Monday, July 29, 2013

Atheist Wins Debate in Delivery but NOT in Content

A congregant asked me to view a debate between an Atheist and a Christian Apologist (Sam Harris//William Craig).  If you Google Notre Dame’s God Debate II: “Is the Foundation of Morality Natural or Supernatural?” you’ll find it on You Tube.  It’s interesting.  Here’s my take on it.

At first glance, it would seem that Harris (the Atheist) “won” the debate.  What I am conceding by saying this is that Harris seems to have won by his manner and his delivery, hitting the right emotive buttons for emotional suasion.  His rhetoric was excellent. 

Nevertheless, with regard to the actual question at hand, I believe that Craig (the Christian) made the better argument in terms of reason and pure logic.  However, truth be told, reason and pure logic rarely inspires people or convinces people.

I have to agree with Craig and say that Harris does not adequately address the question about the foundation for moral values.  Yes, I know that Harris claims that he tried to do exactly that, but he did not do so convincingly.  I was not at all persuaded by his rationale.

What Harris does is what everyone does when building an ontological case at its source.  He begins with a given, a two-part a priori assumption: (1) We are conscious beings and (2) we want wellbeing.  Now, as to the second part of this a priori assumption, wellbeing, Harris says that the axiom (self-evident truth) that goes with it is this: the worst possible misery for everyone is bad!

Craig claims that the foundation for that kind of statement is God.  On the other hand, Harris essentially says that there is no need of a foundation for that statement, for it is self-evident.  In that sense it becomes a mere truism.  His argument therefore is basically a tautology: “The worst possible misery for everyone is bad and it is obviously bad for everyone to experience the worst possible misery, so we must seek humanity’s wellbeing given that the worst possible misery for everyone is bad.”

But that is an assumption that presumes a foundational moral premise, which is precisely the key question of the debate.  That is, on what basis can we “authoritatively” say this?  In other words, Harris does not actually debate the question at hand; rather, he simply pronounces it as an axiomatic given.  In that sense, Craig is correct.  Harris never directly addresses the fundamental question, which is: what is the foundation for accepting the moral premise that “the worst possible misery for everyone is bad” (other than the fact that we humans do not like being miserable)?

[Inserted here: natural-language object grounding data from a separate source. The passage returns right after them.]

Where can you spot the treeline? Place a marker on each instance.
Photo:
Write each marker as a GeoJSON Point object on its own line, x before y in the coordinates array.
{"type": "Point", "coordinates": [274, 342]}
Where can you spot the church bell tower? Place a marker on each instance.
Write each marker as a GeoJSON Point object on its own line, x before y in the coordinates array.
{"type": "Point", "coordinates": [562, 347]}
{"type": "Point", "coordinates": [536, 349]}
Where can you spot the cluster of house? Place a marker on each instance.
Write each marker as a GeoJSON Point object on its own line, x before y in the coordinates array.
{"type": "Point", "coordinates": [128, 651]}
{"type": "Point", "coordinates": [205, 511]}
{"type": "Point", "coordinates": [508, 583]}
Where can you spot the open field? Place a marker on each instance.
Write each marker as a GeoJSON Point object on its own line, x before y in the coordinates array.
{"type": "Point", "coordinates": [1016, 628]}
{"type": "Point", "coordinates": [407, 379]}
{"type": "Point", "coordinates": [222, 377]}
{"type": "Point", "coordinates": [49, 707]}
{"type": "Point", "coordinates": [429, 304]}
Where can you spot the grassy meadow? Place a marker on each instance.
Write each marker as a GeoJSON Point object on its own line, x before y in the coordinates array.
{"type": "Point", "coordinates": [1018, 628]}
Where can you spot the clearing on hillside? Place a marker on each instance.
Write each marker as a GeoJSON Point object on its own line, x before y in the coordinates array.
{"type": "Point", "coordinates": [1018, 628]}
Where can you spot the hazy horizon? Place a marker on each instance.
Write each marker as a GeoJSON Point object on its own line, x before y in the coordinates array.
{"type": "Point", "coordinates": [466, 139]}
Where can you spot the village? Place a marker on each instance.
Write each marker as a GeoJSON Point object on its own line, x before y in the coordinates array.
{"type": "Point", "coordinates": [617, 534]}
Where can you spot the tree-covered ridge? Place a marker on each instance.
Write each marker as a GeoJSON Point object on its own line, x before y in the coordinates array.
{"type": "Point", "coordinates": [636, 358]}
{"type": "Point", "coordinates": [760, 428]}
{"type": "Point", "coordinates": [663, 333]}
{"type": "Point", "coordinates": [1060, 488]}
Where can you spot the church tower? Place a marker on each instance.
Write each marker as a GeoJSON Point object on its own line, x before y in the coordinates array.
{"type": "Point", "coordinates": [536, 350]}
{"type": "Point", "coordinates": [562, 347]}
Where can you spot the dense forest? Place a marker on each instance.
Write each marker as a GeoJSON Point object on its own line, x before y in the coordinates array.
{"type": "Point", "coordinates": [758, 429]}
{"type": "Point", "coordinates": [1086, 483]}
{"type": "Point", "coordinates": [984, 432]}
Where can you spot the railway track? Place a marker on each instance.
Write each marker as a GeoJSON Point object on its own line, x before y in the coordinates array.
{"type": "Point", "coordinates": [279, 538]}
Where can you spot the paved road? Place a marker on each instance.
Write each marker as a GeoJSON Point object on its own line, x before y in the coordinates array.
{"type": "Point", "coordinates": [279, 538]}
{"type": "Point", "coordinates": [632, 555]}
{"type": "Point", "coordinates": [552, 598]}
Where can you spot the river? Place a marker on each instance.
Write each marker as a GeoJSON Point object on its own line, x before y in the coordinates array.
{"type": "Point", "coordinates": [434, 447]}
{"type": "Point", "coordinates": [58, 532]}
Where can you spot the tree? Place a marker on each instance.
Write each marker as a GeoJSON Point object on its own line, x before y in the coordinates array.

What Harris does do very effectively is raise all the questions that religious wars and divisive religious doctrines have raised over the centuries: if there is a God, who is this God, what kind of God is God, and how do we rightly and properly come know this God?  These are questions touching upon theodicy, epistemology, hermeneutics, historical witness, and divine revelation respecting the intersection between phenomenology and the numinous.  He brushes aside these religious questions, as if they have no value worth considering, by summarily asserting that there is no evidence for religious beliefs in the first place.  History begs to differ with him on that assertion.  Here Harris makes the classic 18th century enlightenment assumption that goes something like this: Today we are smarter than that!  The ancients were more gullible and ignorant in their day and therefore believed in things that cannot be substantiated in today’s modern more enlightened world.

Suffice it to say that all these subjects (and more) have been discussed and debated by secular and religious philosophical scholars for centuries.  Harris is simply the new kid on the block repeating ancient arguments against any belief in God in the face of the existence of evil.  But Harris never addresses the question of the real nature of goodness verses evil, or why there is evil, or why we humans have a moral nature at all (other than to give a nod to evolutionary dynamics—which results in another tautology = “we are moral creatures because evolution produced us that way, and we know that evolution made us that way because that’s the way we are”).

So, no, I am not convinced by Sam Harris’ cool, smart, and well-presented arguments.  In short, my conclusion stands with William Craig’s.  I’d put it this way: it is true that one need not be a religious believer in God, in order to live as a moral person; nevertheless, as I understand the nature of the universe without God as its creator, I see no valid reason why anyone must or should or have-to choose morality over immorality, for there would be no real moral foundation (an authoritative “Says Who?!”) for choosing to live a moral life as such—other than to feel obligated to choose morality because Sam Harris says that I must.